The wide expanses of the American heartlands have always made a great backdrop for resonant, thoughtful fiction, and this week we have two very different novels that use it as a framework to look at the realities of the flawed American dream.
First up is November Road by Lou Berney, the author’s fourth novel, the cover of which comes adorned with praise from the likes of Stephen King and Ian Rankin.
November Road is Berney’s first foray into historical fiction, using the assassination of John F Kennedy as the starting point for a classic noir story. JFK’s death has of course been used a lot by novelists over the years as a way to pick apart the American psyche, but Berney’s take is unusual in that the murder is only tangential to his main action.
Berney establishes early on in his telling that New Orleans boss Carlo Marcello was responsible for hiring JFK’s killer. The story from there is told in three separate narratives that twist around each other and eventually intersect in spectacular fashion.

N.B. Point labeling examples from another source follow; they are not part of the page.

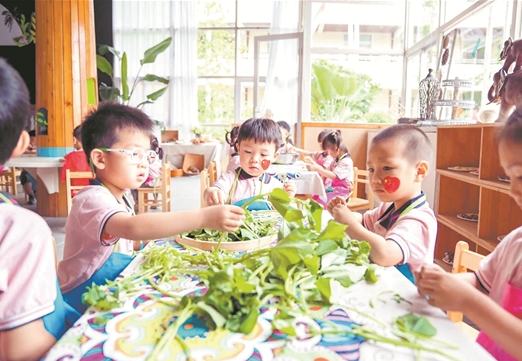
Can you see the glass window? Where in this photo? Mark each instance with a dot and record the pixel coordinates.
(379, 26)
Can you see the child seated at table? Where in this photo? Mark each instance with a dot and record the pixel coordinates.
(101, 226)
(76, 161)
(32, 312)
(491, 297)
(321, 157)
(401, 230)
(231, 138)
(338, 175)
(258, 145)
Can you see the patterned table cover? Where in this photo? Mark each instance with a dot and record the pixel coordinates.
(129, 332)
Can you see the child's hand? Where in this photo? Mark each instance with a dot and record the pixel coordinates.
(223, 218)
(443, 289)
(214, 196)
(290, 188)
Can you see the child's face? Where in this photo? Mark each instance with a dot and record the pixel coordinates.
(510, 160)
(386, 163)
(251, 154)
(118, 171)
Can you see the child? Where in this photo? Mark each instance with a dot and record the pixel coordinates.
(402, 230)
(285, 136)
(338, 176)
(322, 157)
(492, 296)
(257, 144)
(231, 138)
(116, 140)
(32, 312)
(76, 161)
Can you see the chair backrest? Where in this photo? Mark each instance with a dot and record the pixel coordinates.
(203, 186)
(463, 260)
(212, 173)
(69, 176)
(356, 203)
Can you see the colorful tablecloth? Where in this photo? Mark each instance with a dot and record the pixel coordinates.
(129, 332)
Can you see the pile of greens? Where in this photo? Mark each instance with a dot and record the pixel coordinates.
(252, 228)
(306, 268)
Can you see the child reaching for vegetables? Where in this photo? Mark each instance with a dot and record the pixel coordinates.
(492, 296)
(101, 226)
(403, 229)
(257, 144)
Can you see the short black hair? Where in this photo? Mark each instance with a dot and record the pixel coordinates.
(77, 133)
(417, 146)
(14, 109)
(260, 130)
(101, 126)
(511, 132)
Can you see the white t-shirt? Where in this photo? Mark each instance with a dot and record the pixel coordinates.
(87, 246)
(27, 267)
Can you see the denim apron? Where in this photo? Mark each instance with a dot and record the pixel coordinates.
(388, 219)
(63, 316)
(259, 205)
(511, 302)
(110, 269)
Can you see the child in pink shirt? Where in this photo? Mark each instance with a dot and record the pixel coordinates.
(76, 161)
(33, 314)
(492, 296)
(338, 176)
(321, 157)
(101, 231)
(257, 144)
(403, 229)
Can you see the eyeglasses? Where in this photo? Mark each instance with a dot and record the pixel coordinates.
(137, 155)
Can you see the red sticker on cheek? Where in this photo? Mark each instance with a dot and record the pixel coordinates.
(391, 184)
(265, 163)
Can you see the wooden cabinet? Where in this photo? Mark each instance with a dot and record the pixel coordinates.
(463, 192)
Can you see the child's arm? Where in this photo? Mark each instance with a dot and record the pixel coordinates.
(384, 252)
(166, 224)
(459, 292)
(14, 345)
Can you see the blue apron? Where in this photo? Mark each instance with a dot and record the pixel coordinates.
(259, 205)
(388, 219)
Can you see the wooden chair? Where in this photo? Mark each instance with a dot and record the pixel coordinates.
(203, 185)
(9, 179)
(212, 173)
(464, 260)
(70, 188)
(355, 203)
(144, 202)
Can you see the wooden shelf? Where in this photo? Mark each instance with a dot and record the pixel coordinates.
(462, 192)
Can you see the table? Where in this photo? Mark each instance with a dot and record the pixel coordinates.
(47, 168)
(212, 151)
(306, 182)
(127, 332)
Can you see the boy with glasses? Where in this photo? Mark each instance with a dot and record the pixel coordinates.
(101, 227)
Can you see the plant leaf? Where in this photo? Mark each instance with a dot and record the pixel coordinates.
(150, 54)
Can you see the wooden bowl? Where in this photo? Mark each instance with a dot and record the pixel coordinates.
(176, 172)
(228, 246)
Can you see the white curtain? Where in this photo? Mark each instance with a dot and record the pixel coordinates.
(280, 96)
(139, 25)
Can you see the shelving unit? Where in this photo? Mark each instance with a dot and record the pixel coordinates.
(462, 192)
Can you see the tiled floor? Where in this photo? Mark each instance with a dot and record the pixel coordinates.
(185, 195)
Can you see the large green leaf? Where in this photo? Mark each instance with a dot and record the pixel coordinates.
(103, 65)
(150, 54)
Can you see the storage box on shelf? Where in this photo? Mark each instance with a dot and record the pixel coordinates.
(463, 192)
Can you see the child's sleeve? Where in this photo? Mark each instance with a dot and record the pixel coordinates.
(27, 268)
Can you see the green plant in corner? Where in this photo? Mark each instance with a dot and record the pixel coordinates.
(124, 92)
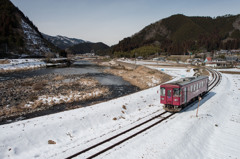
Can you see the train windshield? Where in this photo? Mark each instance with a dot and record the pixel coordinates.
(176, 92)
(162, 91)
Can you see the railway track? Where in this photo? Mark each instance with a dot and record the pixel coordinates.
(111, 142)
(94, 151)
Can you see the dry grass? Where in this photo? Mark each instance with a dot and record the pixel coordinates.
(40, 85)
(230, 72)
(51, 142)
(58, 78)
(141, 77)
(124, 107)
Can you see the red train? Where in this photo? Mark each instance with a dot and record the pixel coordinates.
(178, 94)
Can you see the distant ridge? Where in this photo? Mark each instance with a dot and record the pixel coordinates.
(179, 34)
(63, 42)
(88, 47)
(19, 36)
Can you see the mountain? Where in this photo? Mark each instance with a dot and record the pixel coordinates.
(19, 36)
(179, 34)
(88, 47)
(63, 42)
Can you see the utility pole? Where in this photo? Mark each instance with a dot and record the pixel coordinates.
(199, 99)
(135, 60)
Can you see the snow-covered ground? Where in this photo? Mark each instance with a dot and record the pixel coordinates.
(213, 134)
(230, 69)
(17, 64)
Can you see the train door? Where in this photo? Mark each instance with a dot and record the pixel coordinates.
(169, 96)
(184, 95)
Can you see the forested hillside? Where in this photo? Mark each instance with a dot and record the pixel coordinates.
(18, 35)
(88, 47)
(180, 34)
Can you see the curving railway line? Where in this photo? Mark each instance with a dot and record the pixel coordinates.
(111, 142)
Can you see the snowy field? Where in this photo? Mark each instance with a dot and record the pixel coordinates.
(17, 64)
(213, 134)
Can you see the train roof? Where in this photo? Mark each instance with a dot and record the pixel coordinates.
(187, 80)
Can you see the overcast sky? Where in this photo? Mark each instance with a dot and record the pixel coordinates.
(110, 21)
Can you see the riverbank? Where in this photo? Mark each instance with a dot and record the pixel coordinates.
(23, 96)
(139, 76)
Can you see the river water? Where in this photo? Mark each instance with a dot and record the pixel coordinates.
(117, 86)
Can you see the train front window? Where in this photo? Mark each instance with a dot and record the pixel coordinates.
(176, 92)
(162, 91)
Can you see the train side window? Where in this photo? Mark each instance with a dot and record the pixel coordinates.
(176, 92)
(162, 91)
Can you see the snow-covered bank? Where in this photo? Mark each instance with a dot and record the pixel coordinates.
(213, 134)
(21, 64)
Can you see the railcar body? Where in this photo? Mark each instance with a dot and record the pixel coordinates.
(178, 94)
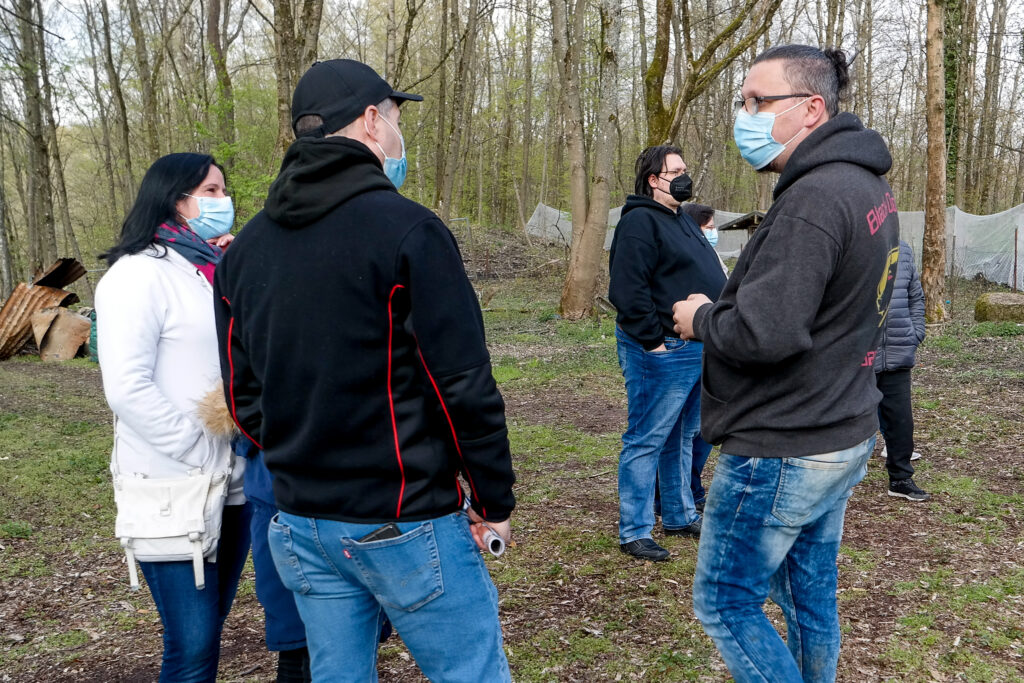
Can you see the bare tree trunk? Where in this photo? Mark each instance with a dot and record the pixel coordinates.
(590, 204)
(217, 11)
(989, 105)
(6, 265)
(43, 238)
(295, 45)
(114, 79)
(440, 151)
(462, 98)
(666, 120)
(51, 134)
(391, 33)
(933, 258)
(104, 126)
(146, 78)
(525, 195)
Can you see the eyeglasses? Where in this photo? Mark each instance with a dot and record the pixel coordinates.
(751, 104)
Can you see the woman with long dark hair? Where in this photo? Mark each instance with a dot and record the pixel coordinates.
(181, 512)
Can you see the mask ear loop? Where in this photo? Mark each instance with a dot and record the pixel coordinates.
(786, 143)
(374, 136)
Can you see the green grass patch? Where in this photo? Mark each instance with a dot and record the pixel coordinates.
(15, 529)
(540, 444)
(992, 329)
(945, 343)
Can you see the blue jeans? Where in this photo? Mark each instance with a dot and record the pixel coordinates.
(283, 625)
(701, 450)
(431, 583)
(772, 527)
(663, 393)
(193, 619)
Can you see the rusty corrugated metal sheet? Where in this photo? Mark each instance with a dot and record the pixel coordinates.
(15, 316)
(60, 274)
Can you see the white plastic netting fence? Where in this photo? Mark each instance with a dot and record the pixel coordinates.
(975, 245)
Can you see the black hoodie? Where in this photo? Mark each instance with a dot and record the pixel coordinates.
(658, 256)
(790, 345)
(352, 348)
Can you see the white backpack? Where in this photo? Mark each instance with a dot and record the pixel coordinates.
(169, 519)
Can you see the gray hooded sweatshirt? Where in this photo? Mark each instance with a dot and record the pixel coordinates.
(790, 345)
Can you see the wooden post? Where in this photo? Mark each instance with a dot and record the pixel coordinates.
(952, 276)
(1016, 241)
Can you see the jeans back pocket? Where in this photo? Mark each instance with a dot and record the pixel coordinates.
(285, 558)
(403, 572)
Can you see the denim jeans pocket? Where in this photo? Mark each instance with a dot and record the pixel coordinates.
(671, 344)
(285, 558)
(805, 482)
(403, 572)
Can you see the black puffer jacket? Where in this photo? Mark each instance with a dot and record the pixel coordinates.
(352, 348)
(904, 326)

The first is Frank Guidry, a loyal fixer for Marcello who finds himself getting put in the frame for something he didn’t do. Making a break for it, he flees to Las Vegas as incognito as possible.
The thriller elements of November Road are expertly handled,
At the same time we get the story of Charlotte Roy, a frustrated housewife and mother of two young children in Oklahoma, who makes a spontaneous decision one day to leave her abusive and no-good husband and take the kids to a relative in California.